|
|
|
|
|
by afr0ck
657 days ago
|
|
Because of virtual address translation [1] speed up. When a memory access is made by a program, the CPU must first translate the virtual address to a physical address, by walking a hierarchical data structure called a page table [2]. Walking the page tables is slow, thus CPUs implement a small on-CPU cache of virtual-to-physical translations called a TLB [1]. The TLB has a limited number of entries for each page size. With 4 KiB pages, the contention on this cache is very high, especially if the workload has a very large workingset size, therefore causing frequent cache evictions and slow walk of the page tables. With 2 MiB or 1 GiB pages, there is less contention and more workingset size is covered by the TLB. For example, a TLB with 1024 entries can cover a maximum of 4 MiB of workingset memory. With 2 MiB pages, it can cover up to 2 GiB of workingset memory. Often, the CPU has different number of entries for each page size. However, it is known that larger page sizes have higher internal fragmentation and thus lead to memory wastage. It's a trade off. But generally speaking, for modern systems, the overhead of managing memory in 4 KiB is very high and we are at a point where switching to 16/64 KiB is almost always a win. 2 MiB is still a bit of a stretch, though, but transparent 2 MiB pages for heap memory is enabled by default on most major Linux distributions, aka THP [2] Source: my PhD is on memory management and address translation on large memory systems, having worked both on hardware architecture of address translation and TLBs as well as the Linux kernel. I'm happy to talk about this all day! [1] https://blogs.vmware.com/vsphere/2020/03/how-is-virtual-memo...

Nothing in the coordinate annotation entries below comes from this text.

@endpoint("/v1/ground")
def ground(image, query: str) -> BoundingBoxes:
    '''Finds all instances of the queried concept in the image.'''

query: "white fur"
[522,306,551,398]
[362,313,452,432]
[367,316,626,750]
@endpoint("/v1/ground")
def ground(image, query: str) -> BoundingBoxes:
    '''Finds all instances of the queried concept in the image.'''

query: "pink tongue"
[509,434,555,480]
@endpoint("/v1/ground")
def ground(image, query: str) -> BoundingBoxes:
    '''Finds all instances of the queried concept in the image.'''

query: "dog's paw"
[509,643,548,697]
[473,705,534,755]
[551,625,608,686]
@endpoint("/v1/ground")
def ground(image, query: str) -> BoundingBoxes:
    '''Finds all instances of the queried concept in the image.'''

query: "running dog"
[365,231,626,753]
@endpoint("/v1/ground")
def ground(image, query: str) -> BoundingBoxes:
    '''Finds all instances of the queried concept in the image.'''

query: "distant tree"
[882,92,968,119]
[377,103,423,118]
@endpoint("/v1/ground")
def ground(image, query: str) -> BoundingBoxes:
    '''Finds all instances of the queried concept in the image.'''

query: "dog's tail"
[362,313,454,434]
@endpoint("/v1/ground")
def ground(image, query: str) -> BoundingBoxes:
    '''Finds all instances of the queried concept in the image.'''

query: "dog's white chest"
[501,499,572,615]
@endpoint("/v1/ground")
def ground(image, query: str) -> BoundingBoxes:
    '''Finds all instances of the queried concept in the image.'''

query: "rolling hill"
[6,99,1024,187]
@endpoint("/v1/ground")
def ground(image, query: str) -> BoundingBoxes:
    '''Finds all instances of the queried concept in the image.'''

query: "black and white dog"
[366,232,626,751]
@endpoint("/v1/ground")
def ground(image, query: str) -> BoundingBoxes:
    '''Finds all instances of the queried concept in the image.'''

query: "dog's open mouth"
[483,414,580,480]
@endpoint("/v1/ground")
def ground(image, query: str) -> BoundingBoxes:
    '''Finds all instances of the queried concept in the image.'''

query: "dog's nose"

[2] https://docs.kernel.org/admin-guide/mm/transhuge.html |
|
Oh really :)
I'd like to ask how applications should change their memory allocation or usage patterns to maximise the benefit of THP. Do memory allocators (glibc mainly) need config tweaking to coalesce tiny mallocs into 2MB+ mmaps, will they just always do that automatically, do you need to use a custom pool allocator so you're doing large allocations, or are you never going to get the full benefit of huge tables without madvise/libhugetlbfs? And does this apply to Mac/Windows/*BSD at all?
[Edit: ouch, I see /sys/kernel/mm/transparent_hugepage/enabled is default set to 'madvise' on my system (Slackware) and as a result doing nearly nothing. But I saw it enabled in the past. Well that answers a lot of my questions: got to use madvise/libhugetlbfs.]
I read you also need to ensure ELF segments are properly aligned to get transparent huge pages for code/data.
Another question. From your link [2]:
> An application may mmap a large region but only touch 1 byte of it, in that case a 2M page might be allocated instead of a 4k page for no good.
Do the heuristics used by Linux THP (khugepaged) really allow completely ignoring whether pages have actually been page-faulted in or even initialised? Is a possibility unlikely to happen in practice?